Exposure to chronic stress is a risk factor for cognitive decline and psychopathology in genetically predisposed individuals. Preliminary evidence in humans suggests that mineralocorticoid receptors (MRs) may confer resilience to these stress-related changes. We specifically tested this idea using a well-controlled mouse model for chronic stress in combination with transgenic MR overexpression in the forebrain. Exposure to unpredictable stressors for 21 days in adulthood reduced learning and memory formation in a low arousing hippocampus-dependent contextual learning task, but enhanced stressful contextual fear learning. We found support for a moderating effect of MR background on chronic stress only for contextual memory formation under low arousing conditions. In an attempt to understand potentially contributing factors, we studied structural plasticity. Chronic stress altered dendritic morphology in the hippocampal CA3 area and reduced the total number of doublecortin-positive immature neurons in the infrapyramidal blade of the dentate gyrus. The latter reduction was absent in MR overexpressing mice. We therefore provide partial support for the idea that overexpression of MRs may confer resilience to the effects of chronic stress on hippocampus-dependent function and structural plasticity.

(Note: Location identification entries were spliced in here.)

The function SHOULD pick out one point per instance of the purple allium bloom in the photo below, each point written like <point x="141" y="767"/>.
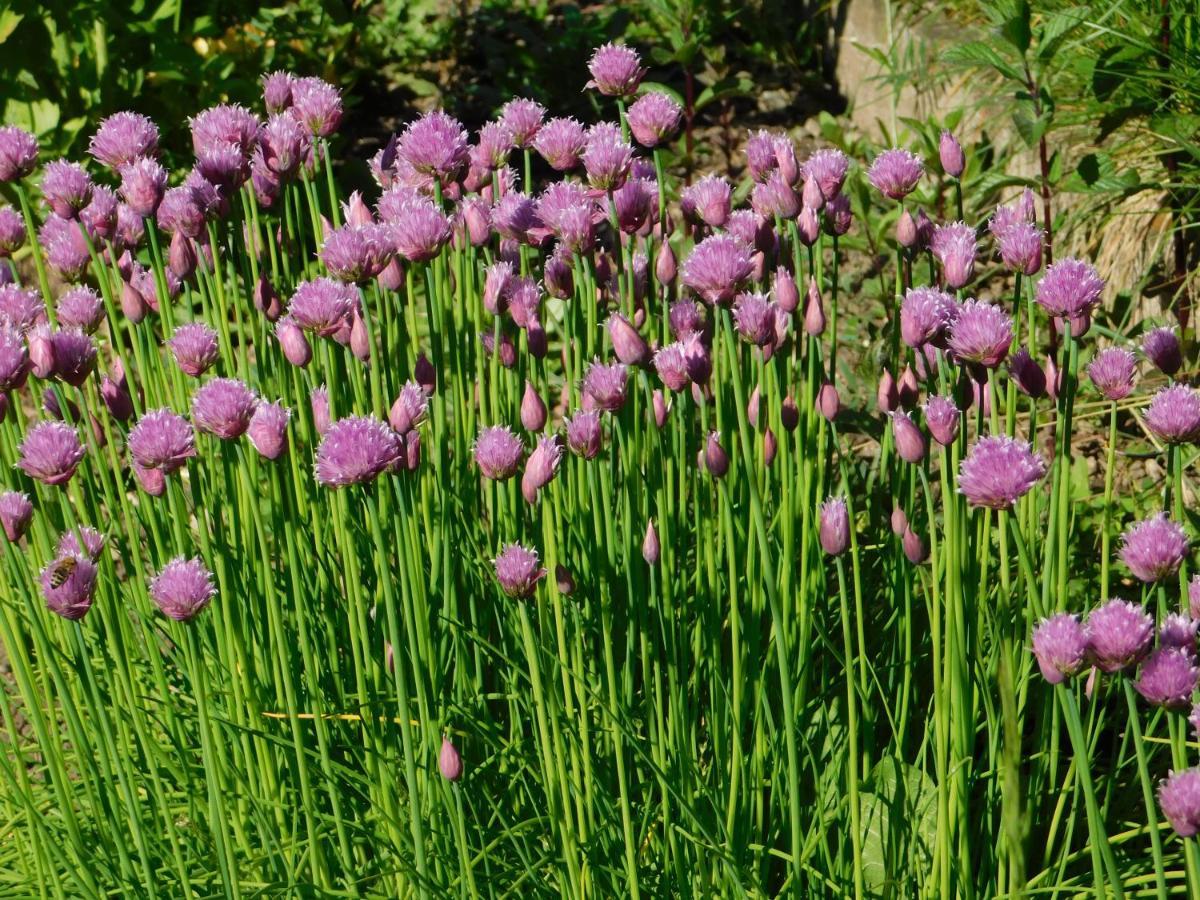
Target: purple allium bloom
<point x="223" y="407"/>
<point x="671" y="364"/>
<point x="1119" y="634"/>
<point x="583" y="433"/>
<point x="409" y="409"/>
<point x="895" y="173"/>
<point x="1168" y="678"/>
<point x="1162" y="348"/>
<point x="561" y="143"/>
<point x="93" y="543"/>
<point x="606" y="157"/>
<point x="754" y="316"/>
<point x="1155" y="547"/>
<point x="51" y="453"/>
<point x="828" y="169"/>
<point x="1069" y="288"/>
<point x="498" y="453"/>
<point x="18" y="153"/>
<point x="1020" y="247"/>
<point x="81" y="307"/>
<point x="436" y="145"/>
<point x="69" y="586"/>
<point x="954" y="245"/>
<point x="183" y="588"/>
<point x="605" y="384"/>
<point x="834" y="531"/>
<point x="323" y="306"/>
<point x="161" y="439"/>
<point x="355" y="450"/>
<point x="708" y="201"/>
<point x="16" y="514"/>
<point x="1111" y="371"/>
<point x="283" y="144"/>
<point x="924" y="316"/>
<point x="277" y="91"/>
<point x="1179" y="796"/>
<point x="999" y="471"/>
<point x="654" y="118"/>
<point x="195" y="346"/>
<point x="522" y="119"/>
<point x="1174" y="414"/>
<point x="318" y="105"/>
<point x="616" y="70"/>
<point x="66" y="187"/>
<point x="124" y="137"/>
<point x="1060" y="646"/>
<point x="717" y="268"/>
<point x="517" y="570"/>
<point x="75" y="357"/>
<point x="419" y="231"/>
<point x="981" y="334"/>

长期应激暴露是遗传易感个体出现认知衰退与精神病理症状的风险因素。现有初步人体研究证据表明，盐皮质激素受体（mineralocorticoid receptors, MRs）可能对这类应激相关的病理变化具有抵抗作用。我们采用经过严格对照的慢性应激小鼠模型，结合前脑盐皮质激素受体过表达的转基因实验体系，对这一假说开展了针对性验证。成年小鼠接受为期21天的不可预知应激刺激后，在低唤醒海马依赖型情境学习任务中表现出学习与记忆形成能力受损，但在应激性情境恐惧学习任务中其学习表现反而增强。我们仅在低唤醒条件下的情境记忆形成环节中，观察到MR背景对慢性应激产生的调节效应。为探究潜在的作用机制，我们对结构可塑性进行了分析：慢性应激可改变海马CA3区（hippocampal CA3 area）的树突形态，并降低齿状回下锥叶（infrapyramidal blade of the dentate gyrus）内双皮质素阳性（doublecortin-positive）未成熟神经元的总数量；而在MR过表达小鼠中，这一神经元数量减少的现象并未出现。综上，本研究为“盐皮质激素受体过表达可抵抗慢性应激对海马依赖型功能与结构可塑性的不良影响”这一观点提供了部分实验证据支持。